The intense and ultra-short light pulses of the high power laser DRACO can be thought of as disks of about 10 centimeters in diameter and being as thin as a normal sheet of paper. If one of these disks of light is focused onto a thin metal foil, the extreme high electric and magnetic forces will pull negatively charged electrons out of the foil. These electrons will then accelerate positively charged protons away from the foil's surface. To date, many experts have thought that commercially available laser systems would not be suitable for future cancer therapy applications because they have such short laser pulses, and the energy which is achieved by the accelerated protons is correspondingly too low. The results published by the HZDR group demonstrate for the first time that proton energies needed for cancer therapy could, in principle, also be generated from such a short pulse laser. This prospect motivated the Dresden researchers to study the particle acceleration process very closely.
New Two-Phase Model for Laser Accelerated Particles
A light pulse coming from the DRACO laser and directed perpendicular onto a thin metal foil accelerates electrons, and thus also protons, perpendicularly to the foil's surface, just like previous models predict. But that is not the case with a tilted laser pulse. If the angle of the thin light disk is slightly tilted with respect to the axis of propagation, something unexpected happens during the first phase of the particle acceleration. The electrons feel the rotation of the light disk and follow the direction in which the light hits the foil. Moreover, protons are accelerated along this direction as well and, in contrast to the electrons, maintain their direction. This novel observation of the directional dependence permits the Dresden physicists to also look directly at the underlying acceleration process.

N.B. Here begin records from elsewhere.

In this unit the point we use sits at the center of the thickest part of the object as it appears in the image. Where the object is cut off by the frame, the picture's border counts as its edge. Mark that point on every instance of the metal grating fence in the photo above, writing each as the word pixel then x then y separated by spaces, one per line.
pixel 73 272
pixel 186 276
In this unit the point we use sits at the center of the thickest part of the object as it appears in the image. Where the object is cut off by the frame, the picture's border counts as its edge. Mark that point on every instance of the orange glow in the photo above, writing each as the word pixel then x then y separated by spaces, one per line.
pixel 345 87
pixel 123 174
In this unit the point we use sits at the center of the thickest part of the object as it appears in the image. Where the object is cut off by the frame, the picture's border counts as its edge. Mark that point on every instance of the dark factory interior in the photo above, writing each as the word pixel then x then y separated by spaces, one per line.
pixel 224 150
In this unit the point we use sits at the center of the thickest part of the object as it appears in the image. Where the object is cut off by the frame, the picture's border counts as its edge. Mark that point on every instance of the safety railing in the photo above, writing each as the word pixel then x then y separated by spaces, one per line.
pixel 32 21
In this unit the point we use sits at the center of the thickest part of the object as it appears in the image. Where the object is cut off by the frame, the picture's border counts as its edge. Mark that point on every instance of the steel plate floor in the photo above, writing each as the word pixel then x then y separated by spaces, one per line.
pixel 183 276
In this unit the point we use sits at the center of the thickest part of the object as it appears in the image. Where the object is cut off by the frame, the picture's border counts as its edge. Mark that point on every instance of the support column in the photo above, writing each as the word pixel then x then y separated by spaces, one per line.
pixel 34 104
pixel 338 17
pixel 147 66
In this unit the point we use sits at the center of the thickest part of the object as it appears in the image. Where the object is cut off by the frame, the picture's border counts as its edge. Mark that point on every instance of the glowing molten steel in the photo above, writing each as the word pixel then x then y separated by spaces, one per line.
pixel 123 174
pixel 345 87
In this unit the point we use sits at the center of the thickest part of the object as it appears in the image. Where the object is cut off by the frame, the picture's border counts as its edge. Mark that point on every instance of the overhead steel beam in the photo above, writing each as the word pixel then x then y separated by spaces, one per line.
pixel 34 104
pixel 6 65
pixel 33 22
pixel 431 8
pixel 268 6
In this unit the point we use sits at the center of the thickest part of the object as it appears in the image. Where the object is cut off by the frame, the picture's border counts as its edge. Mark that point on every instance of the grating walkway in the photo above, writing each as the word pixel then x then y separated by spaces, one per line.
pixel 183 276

"During the first acceleration phase, the distance between the electrons and the foil is extremely small. Once the short laser pulse has pushed them through the foil, they immediately swing back again because the foil has a positive charge. That is one reason why we were very surprised to discover that not only the electrons follow the motion of the laser light, but also the protons exhibit this previously unknown directional dependence," notes the doctoral candidate and main author of the current publication, Karl Zeil. He managed to detect another particular feature which only occurs with ultra-short laser pulses: The initial phase is decisive for the entire acceleration process. During the first 30 femtoseconds -- that is, one millionth of one billionth of a second, and equal to the length of the laser pulse -- the acceleration is very efficient. The short and efficient acceleration phase is followed by a longer expansion phase, during which a uniform and symmetrical plasma cloud is formed. The protons, however, gain so much energy during the first phase which, in turn, makes them so fast that they finally can reach higher energies than conventional models would predict.
Precisely how the fast electrons oscillate around the foil, and thus, accelerate the protons, is investigated by the HZDR scientists also with the help of simulations. Karl Zeil: "Experiments and simulations agree quite well with each other. With the newly obtained data we can now extend the presently existing models. This essentially means that ultra-short pulsed lasers like our DRACO laser could potentially be capable of generating protons with sufficiently high energy so that they can be used in future cancer therapy. That we were successful in obtaining these results is both very pleasing and very motivating."